Yesterday NASA announced the start of a “Grand Challenge”, an ambitious goal at a global level, in this case the detection of all the asteroids that might pose a threat to Earth. It’s a project that is supposed to involve other government agencies as well as international partners, scientific institutions, private companies and even amateur astronomers.
In recent months, NASA presented a proposal regarding a mission that aims to send a spacecraft capable of capturing a small asteroid of the NEO (Near-Earth Object) type, which is the type whose orbit brings it near the Earth, and move it into an orbit in the Earth-Moon system where it can do no damage.
Another proposal for a simpler mission is called OSIRIS-REx (Origins-Spectral Interpretation Resource Identification Security Regolith Explorer), which would consist in building a spacecraft capable of reaching the asteroid Bennu, take an sample of it and bring it back to Earth. The launch could in theory take place in 2016.
The problem is in the costs of those projects. In recent years it’s become more and more difficult to find funding for new missions because of continuing budget cuts and disagreements on how to use it. In essence, the White House makes certain proposals, the Congress makes others and what is eventually approved is the result of various compromises.
While politicians argue, various asteroids continue to pass near the Earth and in February 2013 a meteorite hit Russia. It was a really small object that got fragmented in the atmosphere, yet it caused enormous damage with many people injured. ESA recently opened a center to monitor objects of the NEO type precisely because now there’s a great awareness of this danger.
NASA has also set up a meeting with representatives of large companies to assess the possibility to work together on the surveillance of the skies but also on possible space missions. The interested companies work mainly in the aerospace field and some are already NASA’s partners such as SpaceX but there’s also Google.
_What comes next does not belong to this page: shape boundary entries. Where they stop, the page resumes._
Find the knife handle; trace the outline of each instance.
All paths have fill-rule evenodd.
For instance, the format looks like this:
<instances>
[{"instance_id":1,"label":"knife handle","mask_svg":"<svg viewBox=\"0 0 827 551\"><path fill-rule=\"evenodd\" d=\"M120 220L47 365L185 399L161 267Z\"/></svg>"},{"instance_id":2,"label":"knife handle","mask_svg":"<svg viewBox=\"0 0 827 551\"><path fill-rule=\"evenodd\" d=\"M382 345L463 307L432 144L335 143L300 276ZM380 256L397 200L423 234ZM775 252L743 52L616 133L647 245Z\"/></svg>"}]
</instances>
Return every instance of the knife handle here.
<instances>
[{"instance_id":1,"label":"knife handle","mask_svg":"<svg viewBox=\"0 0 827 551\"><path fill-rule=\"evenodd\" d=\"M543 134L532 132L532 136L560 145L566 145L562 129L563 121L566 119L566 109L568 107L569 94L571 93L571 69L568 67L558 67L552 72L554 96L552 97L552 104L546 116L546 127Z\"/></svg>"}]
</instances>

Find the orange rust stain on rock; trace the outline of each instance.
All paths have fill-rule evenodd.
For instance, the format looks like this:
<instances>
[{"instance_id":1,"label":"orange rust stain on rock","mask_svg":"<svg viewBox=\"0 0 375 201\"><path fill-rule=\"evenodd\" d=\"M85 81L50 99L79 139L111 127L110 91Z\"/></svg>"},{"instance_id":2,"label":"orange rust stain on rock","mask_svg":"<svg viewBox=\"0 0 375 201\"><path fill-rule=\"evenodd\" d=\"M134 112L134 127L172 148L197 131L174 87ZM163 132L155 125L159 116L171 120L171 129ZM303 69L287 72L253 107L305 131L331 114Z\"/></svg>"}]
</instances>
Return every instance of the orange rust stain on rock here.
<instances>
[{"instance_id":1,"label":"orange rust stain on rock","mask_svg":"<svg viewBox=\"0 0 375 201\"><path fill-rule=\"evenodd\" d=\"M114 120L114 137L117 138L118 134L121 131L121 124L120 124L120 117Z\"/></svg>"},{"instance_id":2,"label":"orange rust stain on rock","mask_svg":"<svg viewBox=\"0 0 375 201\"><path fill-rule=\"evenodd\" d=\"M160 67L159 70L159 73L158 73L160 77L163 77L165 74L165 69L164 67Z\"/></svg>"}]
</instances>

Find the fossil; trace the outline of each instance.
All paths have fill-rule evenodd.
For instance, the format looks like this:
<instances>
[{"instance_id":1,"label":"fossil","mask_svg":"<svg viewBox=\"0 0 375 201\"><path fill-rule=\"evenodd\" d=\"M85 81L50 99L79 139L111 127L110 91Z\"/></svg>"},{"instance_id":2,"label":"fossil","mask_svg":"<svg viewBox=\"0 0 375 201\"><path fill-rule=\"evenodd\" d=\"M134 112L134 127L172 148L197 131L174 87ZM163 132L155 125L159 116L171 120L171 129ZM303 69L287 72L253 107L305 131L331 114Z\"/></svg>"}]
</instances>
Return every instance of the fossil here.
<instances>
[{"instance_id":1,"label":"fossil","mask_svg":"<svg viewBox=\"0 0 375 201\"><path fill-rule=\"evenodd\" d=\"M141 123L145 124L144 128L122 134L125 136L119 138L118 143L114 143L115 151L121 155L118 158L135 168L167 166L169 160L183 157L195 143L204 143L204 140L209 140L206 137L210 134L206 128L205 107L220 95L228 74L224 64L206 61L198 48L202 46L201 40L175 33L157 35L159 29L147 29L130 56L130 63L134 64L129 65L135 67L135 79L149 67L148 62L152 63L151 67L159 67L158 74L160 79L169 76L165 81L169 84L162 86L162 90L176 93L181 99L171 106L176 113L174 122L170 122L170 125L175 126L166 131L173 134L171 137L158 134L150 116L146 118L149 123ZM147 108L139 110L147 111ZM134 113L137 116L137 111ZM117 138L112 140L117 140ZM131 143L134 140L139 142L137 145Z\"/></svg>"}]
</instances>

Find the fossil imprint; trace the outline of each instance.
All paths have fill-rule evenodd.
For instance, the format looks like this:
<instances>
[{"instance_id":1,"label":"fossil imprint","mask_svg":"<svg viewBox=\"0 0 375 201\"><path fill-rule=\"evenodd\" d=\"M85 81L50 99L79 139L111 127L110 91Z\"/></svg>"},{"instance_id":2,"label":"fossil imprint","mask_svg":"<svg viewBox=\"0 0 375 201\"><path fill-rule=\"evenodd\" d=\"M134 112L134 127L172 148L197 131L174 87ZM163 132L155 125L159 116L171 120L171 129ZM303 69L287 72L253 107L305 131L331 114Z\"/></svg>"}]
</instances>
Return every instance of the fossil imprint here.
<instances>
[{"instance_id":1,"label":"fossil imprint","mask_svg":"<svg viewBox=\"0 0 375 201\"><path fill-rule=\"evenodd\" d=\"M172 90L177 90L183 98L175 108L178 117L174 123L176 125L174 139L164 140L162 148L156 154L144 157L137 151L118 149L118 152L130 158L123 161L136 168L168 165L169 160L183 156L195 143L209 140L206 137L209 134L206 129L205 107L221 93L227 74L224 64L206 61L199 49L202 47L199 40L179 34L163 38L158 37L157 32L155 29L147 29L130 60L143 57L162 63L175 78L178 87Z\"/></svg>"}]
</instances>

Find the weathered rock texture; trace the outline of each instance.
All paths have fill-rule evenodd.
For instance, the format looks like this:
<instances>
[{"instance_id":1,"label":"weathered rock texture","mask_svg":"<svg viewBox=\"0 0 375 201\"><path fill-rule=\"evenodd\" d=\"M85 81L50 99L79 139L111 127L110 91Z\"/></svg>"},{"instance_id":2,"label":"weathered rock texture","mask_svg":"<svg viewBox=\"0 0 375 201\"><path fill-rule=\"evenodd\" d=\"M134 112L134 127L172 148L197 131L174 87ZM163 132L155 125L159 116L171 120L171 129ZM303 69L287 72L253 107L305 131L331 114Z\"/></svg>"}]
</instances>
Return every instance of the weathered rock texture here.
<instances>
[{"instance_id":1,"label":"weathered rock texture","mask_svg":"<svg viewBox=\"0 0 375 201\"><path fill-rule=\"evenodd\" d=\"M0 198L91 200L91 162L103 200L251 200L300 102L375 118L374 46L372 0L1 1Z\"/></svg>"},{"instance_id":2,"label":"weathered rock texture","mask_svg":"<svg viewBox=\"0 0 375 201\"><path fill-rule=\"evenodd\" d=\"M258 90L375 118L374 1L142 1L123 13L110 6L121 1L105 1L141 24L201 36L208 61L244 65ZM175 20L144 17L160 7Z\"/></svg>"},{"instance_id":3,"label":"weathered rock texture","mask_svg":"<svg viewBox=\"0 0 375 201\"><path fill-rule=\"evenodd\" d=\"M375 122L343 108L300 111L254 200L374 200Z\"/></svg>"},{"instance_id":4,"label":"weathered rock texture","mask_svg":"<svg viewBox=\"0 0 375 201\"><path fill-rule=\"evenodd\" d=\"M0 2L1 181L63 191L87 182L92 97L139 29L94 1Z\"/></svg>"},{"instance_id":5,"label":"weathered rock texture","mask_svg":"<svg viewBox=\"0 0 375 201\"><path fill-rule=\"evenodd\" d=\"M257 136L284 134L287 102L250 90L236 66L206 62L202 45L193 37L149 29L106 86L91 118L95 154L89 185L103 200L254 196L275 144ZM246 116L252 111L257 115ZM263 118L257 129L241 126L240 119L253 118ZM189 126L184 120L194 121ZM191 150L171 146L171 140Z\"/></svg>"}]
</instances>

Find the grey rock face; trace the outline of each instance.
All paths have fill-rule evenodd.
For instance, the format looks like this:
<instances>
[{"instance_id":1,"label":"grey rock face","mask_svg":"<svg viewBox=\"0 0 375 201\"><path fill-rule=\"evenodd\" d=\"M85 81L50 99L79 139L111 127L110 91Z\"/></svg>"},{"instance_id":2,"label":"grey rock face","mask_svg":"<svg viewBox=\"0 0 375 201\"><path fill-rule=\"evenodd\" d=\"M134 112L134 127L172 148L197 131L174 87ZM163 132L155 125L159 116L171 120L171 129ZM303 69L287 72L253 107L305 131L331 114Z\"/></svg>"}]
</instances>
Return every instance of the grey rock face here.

NASA’s appeal was also aimed at scientific institutions and amateur astronomers to coordinate new projects for monitoring the near-Earth space. A “request for information” (RFI) was released, an invitation to offer ideas to locate but also to deflect and explore asteroids.
Recently there had already been some companies that showed interest in space missions to asteroids to mine them to use their minerals. Now there might be the possibility of coordinating the efforts of various partners in order to eliminate the potential dangers of asteroids and perhaps turn them into useful goods.